I was hoping if you could help me to solve this problem. Thank you.
A department wants to schedule final exams so that no student has more than one exam on any given day. There are 7 vertices of degrees 3,3,4,4,4,5,6 which show the courses that are being taken by more than one student, with an edge connecting two vertices if there is a student in both courses. Find a way to color the vertices of the graph with only 4 colors so that no 2 adjacent vertices have the same color and explain how to use the result to schedule the final exams.
The sum of the degrees of the 7 vertices add up to an odd number (3+3+4+4+4+5+6=29), which is impossible if there are only 7 vertices (courses).
Is there a typo?
Vertex colour would represent a different exam date, and edges would represent students.
Yes, there's a typo. It's actually 3+4+4+4+4+5+6=30 and there's a graph included in this problem but I don't know how to show the graph so that was why I just described how it looked like with all the vertices and degrees of each. Let me list those vertices and edges:
MCS100 connects to MCS101,110,135.
MCS101 connects to 100,135,130,120.
MCS102 connects to 135,130,120,110.
MCS110 connects to 102,100,135,120.
MCS120 connects to 110,102,101,135,130.
MCS130 connects to 120,102,101,135.
MCS135 connects to 130,120,110,102,101,100.
Thank you.
To solve the colouring problem, there is no systematic way that guarantee results.

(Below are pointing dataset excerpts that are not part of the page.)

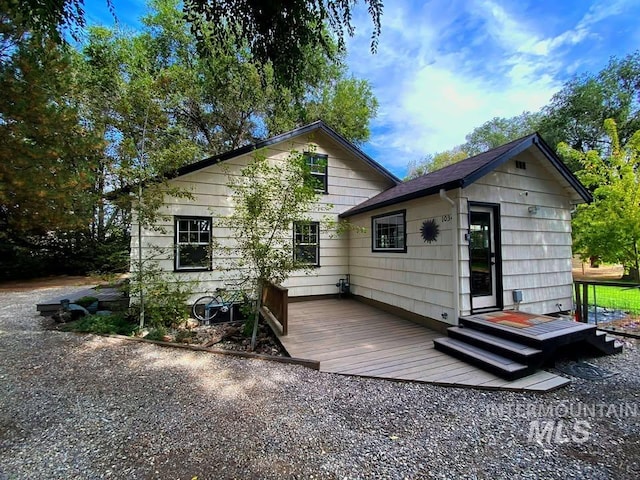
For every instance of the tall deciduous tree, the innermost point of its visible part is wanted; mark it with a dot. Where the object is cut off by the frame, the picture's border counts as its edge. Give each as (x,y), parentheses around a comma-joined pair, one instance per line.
(268,197)
(272,32)
(577,113)
(46,153)
(609,228)
(432,162)
(500,130)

However, for simple cases the greedy method usually works.
You can start by assigning two adjacent vertices colour numbers, say
1 to 100, and
2 to 101.
Now observe that 100-101-135 form a triangle, so 135 has to have a third colour, so
3 to 135.
Now check if there are other triangles with 100-101 as a base (none).
Similarly check if there are other triangles that use 100-135 as a base:
100-135-110: so 110 has to be assigned either colour 2 or colour 4.
Continue this by trial and error, you should get the colouring in a couple of tries. If you don't succeed, post.
I've got the colors as they should be, but am unsure how to describe how it will help schedule anything.
To solve this problem, we can use a graph coloring algorithm. In this case, we need to color the vertices of the graph with four colors so that no two adjacent vertices have the same color. This will ensure that no two courses with shared students have their final exams on the same day.
Here's a step-by-step approach to solve this problem:
1. Start by assigning an arbitrary color to the first vertex.
2. Move on to the next vertex and assign it a color different from its adjacent vertices that have already been colored. If all four colors have been used by the adjacent vertices, choose any color that has not been used yet.
3. Repeat step 2 for all remaining vertices, ensuring that each vertex is assigned a color that is different from its adjacent vertices.
To schedule the final exams based on these colorings, assign each course to a different day based on the color assigned to its corresponding vertex. For example, all courses assigned the color "red" will have their final exams on one day, courses assigned the color "blue" on another day, and so on. This way, no two courses with shared students will have their exams on the same day.
To summarize, solve the coloring problem using the graph coloring algorithm, and then use the resulting color assignments to schedule the final exams.